たまにはCOMしましょうかね…(遠い目)。
IDLファイル書きました。こんなの。
import "oaidl.idl";
import "ocidl.idl";
[
object,
uuid( 9874C279-FE45-43a1-9ED6-ED667E5BA089 )
]
interface IHoge : IUnknown
{
HRESULT Hoge();
}
こいつをMIDLでコンパイると、(元のファイル名がHoge.idlだとして)以下の4つのファイルができます。
- Hoge_h.h
- Hoge_i.c
- Hoge_p.c
- dlldata.c
Hoge_h.hは、このインターフェイスの定義をC++風に書き直したものです。
こいつを、このインターフェイスを使うクライアントに提供します。
この中には、IID_IHogeの宣言も含まれています。
Hoge_i.cは、GUIDの定義ファイルです。
今回の例の場合、この中にIID_IHogeの定義が含まれます。
Hoge_p.cとdlldata.cは、このインターフェイスのプロキシとスタブを生成するためのソースファイルです。
ここでは割愛。
さて、これでコンポーネント側はできたとして(実装は小人さんが手伝ってくれました)、次はこれを利用するアプリ側を作りましょう。
ここで問題です。
アプリ側ではCoCreateInstanceを使うために、CLSID_HogeとIID_IHogeの定義が必要です。
しかし、CLSID_Hogeなんてものはどこにも定義してありません。
それから、ユーザに渡したHoge_h.hには、IID_IHogeの宣言しか入っていません。
さぁどうしましょう?
MicrosoftがWindows SDKで提供しているインターフェイスは、そのCLSIDやIIDの定義がスタティックライブラリに入っているものがあります。
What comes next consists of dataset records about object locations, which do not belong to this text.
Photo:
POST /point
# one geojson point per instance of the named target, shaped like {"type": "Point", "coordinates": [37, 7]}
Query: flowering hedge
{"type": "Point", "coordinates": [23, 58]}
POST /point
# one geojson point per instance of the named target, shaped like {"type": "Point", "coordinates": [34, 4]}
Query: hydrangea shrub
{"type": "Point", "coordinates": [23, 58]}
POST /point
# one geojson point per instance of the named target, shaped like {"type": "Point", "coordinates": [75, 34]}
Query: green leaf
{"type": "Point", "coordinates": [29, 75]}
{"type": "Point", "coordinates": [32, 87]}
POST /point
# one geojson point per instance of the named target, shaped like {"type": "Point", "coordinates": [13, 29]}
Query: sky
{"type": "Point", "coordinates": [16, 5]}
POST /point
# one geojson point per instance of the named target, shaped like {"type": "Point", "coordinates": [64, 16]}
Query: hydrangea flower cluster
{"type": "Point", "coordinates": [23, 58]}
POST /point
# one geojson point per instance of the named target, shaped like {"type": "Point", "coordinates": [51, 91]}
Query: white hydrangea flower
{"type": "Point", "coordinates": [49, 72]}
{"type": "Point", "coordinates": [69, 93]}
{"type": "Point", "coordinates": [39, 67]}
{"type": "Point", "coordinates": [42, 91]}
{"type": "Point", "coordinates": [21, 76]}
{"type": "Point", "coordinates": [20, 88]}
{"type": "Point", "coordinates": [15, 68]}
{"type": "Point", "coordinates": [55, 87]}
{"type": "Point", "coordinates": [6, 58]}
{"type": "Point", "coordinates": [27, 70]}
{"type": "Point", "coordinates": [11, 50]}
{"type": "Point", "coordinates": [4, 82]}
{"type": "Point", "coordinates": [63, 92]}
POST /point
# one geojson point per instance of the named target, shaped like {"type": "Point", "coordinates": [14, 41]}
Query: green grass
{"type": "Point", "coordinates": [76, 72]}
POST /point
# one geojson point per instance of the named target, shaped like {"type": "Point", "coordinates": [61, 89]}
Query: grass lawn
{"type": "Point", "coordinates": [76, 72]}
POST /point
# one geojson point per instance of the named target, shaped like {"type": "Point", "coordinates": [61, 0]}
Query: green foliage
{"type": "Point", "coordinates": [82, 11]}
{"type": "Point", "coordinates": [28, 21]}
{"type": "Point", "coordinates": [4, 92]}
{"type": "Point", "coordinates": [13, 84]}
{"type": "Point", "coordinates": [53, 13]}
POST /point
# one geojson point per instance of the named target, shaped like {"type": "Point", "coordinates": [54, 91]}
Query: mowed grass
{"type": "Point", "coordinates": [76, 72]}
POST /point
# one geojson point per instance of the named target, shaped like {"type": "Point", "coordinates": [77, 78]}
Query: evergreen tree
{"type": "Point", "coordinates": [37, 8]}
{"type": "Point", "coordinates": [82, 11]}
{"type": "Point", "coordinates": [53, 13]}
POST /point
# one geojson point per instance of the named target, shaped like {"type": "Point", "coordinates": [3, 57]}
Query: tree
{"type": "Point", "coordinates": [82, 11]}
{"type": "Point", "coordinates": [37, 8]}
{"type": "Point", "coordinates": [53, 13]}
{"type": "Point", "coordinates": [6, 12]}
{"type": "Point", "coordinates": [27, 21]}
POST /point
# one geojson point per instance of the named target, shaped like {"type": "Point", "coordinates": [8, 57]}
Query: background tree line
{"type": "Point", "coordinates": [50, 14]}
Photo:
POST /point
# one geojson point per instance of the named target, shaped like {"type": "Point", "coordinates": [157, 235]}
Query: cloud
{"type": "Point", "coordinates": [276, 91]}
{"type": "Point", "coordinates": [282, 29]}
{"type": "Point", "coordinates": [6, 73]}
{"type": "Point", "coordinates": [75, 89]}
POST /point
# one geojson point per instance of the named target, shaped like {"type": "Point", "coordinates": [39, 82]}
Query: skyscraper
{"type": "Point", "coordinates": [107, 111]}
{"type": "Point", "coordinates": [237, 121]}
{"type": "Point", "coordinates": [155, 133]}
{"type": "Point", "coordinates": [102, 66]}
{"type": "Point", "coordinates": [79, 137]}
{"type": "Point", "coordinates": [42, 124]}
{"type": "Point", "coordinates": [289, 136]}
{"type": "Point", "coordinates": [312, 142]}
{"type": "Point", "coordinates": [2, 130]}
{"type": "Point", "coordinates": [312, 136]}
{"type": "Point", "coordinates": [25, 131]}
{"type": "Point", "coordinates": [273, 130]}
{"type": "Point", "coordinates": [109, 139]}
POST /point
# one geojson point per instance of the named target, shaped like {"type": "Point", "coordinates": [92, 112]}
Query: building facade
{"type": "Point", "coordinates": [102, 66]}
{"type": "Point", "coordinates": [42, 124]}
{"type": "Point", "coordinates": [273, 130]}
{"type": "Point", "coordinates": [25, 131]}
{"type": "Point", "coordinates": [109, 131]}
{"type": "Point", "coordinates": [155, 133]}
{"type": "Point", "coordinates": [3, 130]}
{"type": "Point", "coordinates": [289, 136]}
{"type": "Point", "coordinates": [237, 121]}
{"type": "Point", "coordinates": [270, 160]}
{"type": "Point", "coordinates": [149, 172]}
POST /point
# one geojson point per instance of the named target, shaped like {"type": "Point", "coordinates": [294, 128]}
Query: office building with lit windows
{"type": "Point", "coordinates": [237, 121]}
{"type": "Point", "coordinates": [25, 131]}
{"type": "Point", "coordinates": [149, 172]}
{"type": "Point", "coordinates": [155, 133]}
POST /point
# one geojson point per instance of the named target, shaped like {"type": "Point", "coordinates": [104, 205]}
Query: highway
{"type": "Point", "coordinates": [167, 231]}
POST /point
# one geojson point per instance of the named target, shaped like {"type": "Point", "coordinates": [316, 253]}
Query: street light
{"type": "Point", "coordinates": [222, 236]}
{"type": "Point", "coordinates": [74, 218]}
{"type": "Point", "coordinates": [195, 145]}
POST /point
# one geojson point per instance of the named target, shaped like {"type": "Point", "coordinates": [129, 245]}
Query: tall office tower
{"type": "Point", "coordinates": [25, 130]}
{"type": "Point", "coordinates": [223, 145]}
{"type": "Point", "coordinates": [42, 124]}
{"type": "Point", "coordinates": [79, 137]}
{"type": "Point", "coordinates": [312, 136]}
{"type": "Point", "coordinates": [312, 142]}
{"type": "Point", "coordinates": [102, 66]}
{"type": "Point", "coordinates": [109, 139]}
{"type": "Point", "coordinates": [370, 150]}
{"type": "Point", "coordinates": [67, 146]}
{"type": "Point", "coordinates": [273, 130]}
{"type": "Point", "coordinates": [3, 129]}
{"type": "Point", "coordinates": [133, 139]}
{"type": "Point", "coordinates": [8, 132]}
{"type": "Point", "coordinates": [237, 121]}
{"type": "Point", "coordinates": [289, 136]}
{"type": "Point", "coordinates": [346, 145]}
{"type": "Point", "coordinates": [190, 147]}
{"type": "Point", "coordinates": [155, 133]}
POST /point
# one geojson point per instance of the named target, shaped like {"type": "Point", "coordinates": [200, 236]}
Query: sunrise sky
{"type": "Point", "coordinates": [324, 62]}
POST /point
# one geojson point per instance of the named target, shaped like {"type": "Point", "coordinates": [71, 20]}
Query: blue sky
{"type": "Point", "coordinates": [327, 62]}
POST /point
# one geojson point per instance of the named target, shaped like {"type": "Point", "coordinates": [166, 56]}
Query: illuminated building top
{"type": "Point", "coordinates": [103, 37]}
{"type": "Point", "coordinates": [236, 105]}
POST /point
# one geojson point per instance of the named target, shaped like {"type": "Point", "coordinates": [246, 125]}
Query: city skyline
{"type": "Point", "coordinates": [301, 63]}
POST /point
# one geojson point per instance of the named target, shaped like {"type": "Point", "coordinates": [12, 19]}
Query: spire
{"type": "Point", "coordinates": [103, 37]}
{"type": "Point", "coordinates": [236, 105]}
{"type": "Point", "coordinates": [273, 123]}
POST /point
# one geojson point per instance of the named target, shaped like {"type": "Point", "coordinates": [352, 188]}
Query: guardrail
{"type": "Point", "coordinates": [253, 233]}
しかし、COMは本来、インポートライブラリ不要のアーキテクチャです。
ヘッダファイルにでも入れて提供してあげれば済むことなので、このためにHoge.libなんて作りたくありません。
IIDの定義は、Hoge_i.cに入っています。
このファイルをユーザーに提供すればいいんでしょうか?
できれば、ユーザーに渡すのはヘッダファイルだけにしたいところです。
それとも、実体の定義を伴うヘッダファイルなんて邪道でしょうかね?
CLSIDはどこで定義しましょう?
IDLファイル中でも、こんな風にすればできます。
import "oaidl.idl";
import "ocidl.idl";
[
object,
uuid( 9874C279-FE45-43a1-9ED6-ED667E5BA089 )
]
interface IHoge : IUnknown
{
HRESULT Hoge();
}
[ uuid( 56BFECD7-0642-4594-9CA8-6C1B77DE0C95 ) ]
coclass Hoge
{
[ default ] interface IHoge;
}
これは、IHogeを実装するクラスHogeの定義です。
こう定義してやると、Hoge_h.hにCLSID_Hogeの宣言が、Hoge_i.cに定義が、それぞれ生成されます。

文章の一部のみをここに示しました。